Last month football learnt of the sad death of Ronnie Radford, a man who will forever be defined by the goal he scored for Hereford United against Newcastle in an FA Cup tie in 1972. On a pitch more suitable for growing the beetroot that Rickie Lambert would later process in a factory, Radford scored from distance to shock the top-flight side with a goal that was both unrepeatable (just look at that ‘turf’) and eminently repeatable (on television every year and on the sort of 101 Greatest Goals VHS tapes you assured your grandma you definitely hadn’t seen when it was delivered in wrapping paper).
To modern eyes, Radford’s decision to shoot from such a distance seems outlandish, barbaric even. In the air-conditioned (literally) footballing world of 2022 players have learned, or been told, that shooting from long range is unproductive and, so far, the 2022 World Cup has absolutely proven the point.
Goalscoring and/or preventing the opposition scoring is the most important thing in football, so in some sense highly original people who say “it’s the only stat that matters” are correct. It’s just that there are ways of improving your chances of scoring, and a World Cup – handily held every four years – is a good way of seeing how theories translates into practice. We are now 12 years into the expected goals era, so by now we should be seeing fruits from the intellectual labour of the chance quality fundamentalists.
A quick think about the 56 World Cup games we’ve enjoyed thus far – that’s right, only eight games left, sorry – and it certainly feels like teams are shooting less often from distance. We didn’t even see a long-range goal until Wales’ injury-time implosion against Iran. If this is the World Cup that has resurrected the reputation of the hulking frontman then it stands to reason that these revivified behemoths should be fed on the sort of diet they thrive on: crosses and scraps.
88% of the way into this World Cup and we have only seen 11 goals from outside the box, from an overall total of 146. Instead, we’ve seen pull-backs and whipped balls stuck into the corridor of uncertainty with a fair measure of certainty. In the nine World Cups between 1966 and 1998, only three saw more headed goals scored than goals from outside the box. In the six tournaments since 1998, four have seen more headed goals. The score so far in 2022 is headers 23-11 long range goals. Unless we are about to see the most extraordinary series of games, this edition will be another victory for the skull crew.

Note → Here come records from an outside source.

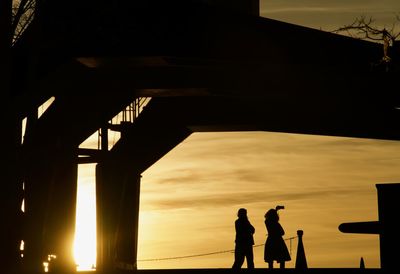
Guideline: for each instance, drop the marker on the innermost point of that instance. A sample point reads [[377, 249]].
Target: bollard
[[301, 262]]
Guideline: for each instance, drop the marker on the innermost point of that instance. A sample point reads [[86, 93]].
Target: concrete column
[[50, 209]]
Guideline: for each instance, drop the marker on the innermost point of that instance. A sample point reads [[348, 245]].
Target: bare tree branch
[[23, 13]]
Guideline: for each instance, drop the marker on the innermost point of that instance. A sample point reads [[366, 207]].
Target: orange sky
[[190, 197]]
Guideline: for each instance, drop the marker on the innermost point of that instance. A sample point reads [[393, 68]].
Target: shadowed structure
[[207, 66]]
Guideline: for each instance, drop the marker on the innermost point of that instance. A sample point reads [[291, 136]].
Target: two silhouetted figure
[[244, 241], [275, 247]]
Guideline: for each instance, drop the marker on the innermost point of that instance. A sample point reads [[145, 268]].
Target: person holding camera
[[275, 247], [244, 241]]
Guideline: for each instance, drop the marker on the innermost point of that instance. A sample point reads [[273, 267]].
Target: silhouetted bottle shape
[[362, 264], [301, 262]]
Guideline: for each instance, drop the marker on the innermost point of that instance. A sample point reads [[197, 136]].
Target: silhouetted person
[[244, 241], [275, 247]]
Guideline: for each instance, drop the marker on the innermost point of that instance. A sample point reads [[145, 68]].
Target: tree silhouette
[[363, 28]]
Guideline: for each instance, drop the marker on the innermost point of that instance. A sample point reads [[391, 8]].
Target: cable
[[206, 254]]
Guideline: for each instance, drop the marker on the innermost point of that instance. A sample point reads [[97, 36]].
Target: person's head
[[271, 215], [242, 213]]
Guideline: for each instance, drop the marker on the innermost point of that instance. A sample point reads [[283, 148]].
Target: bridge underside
[[205, 70]]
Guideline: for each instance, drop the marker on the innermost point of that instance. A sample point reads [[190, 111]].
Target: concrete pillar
[[50, 209], [117, 198], [301, 261]]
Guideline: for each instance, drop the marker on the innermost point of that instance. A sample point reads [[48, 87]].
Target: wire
[[206, 254]]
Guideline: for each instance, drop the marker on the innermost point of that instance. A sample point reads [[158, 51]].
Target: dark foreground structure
[[206, 65]]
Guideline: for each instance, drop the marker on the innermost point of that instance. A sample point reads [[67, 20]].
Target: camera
[[279, 207]]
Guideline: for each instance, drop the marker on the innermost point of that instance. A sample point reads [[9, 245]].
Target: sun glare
[[85, 233]]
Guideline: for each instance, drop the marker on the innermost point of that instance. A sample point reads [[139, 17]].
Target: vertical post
[[10, 186], [117, 196], [389, 208], [301, 262], [128, 223]]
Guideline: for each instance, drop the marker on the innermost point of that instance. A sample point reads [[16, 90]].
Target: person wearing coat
[[275, 247], [244, 241]]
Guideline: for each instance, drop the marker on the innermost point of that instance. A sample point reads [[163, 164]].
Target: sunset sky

But could it all be random? What if players from older World Cups were simply better at shooting from distance. Maybe it’s the football equivalent of no-one under the age of 50 being able to bleed a radiator. Yes, that must be it; the older generation were simply better at shooting from long range and reaped the rewards.
Sorry, but no.
As the very interesting chart – in my opinion – below shows, the World Cups of 1966 and 1970 served up an extraordinary number of shots, more than 35 per game in each edition, yet substantially more of them were from outside the penalty area than within. There’s a beautiful chronological progression too, with 1974 and 1978 having the next highest number of shots per game, football still metamorphosing from its mid-century state of “you have a shot then we’ll have a shot then you have a shot then we’ll have a shot and let’s see who wins the ruddy game”.

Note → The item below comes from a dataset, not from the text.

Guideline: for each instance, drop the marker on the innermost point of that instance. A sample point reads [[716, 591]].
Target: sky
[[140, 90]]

After that, the next 10 World Cups see a remarkably similar outcome, with between 25 and 32 shots per game and around 45-50% of them coming from inside the penalty area. Yes, each World Cup would experience local factors such as air density, the levels of brutality accepted by referees, the effects of timewasting and the design of the official ball, but any fan going to a World Cup game between 1982 and 2010 could expect to see roughly the same amount of shots and proportionally from the same areas.
But then everything changes. 2014, the first World Cup held in the xG era, saw the lowest number of non-penalty shots per game in recorded history to that point, but the highest proportion of them from inside the box. Would the trend continue in 2018? Very much so, with another decline in non-penalty shots per game and another rise in close range proportion, while 2022 has seen the trend extend even further. We’ve never enjoyed as few shots at a World Cup than we have in 2022 but we’ve never before seen teams display such prowess and patience in creating scoring opportunities.
All the teams who have impressed at this World Cup, from Brazil to France to England to new-look Ronaldo-less Portugal have scored plenty of delightful goals but nearly all of them have been beautifully worked moves finished off from inside the box.
The age of the long shot is over. Accept the triumph of progress and enjoy the smorgasbord of close range produce we have been given in its stead.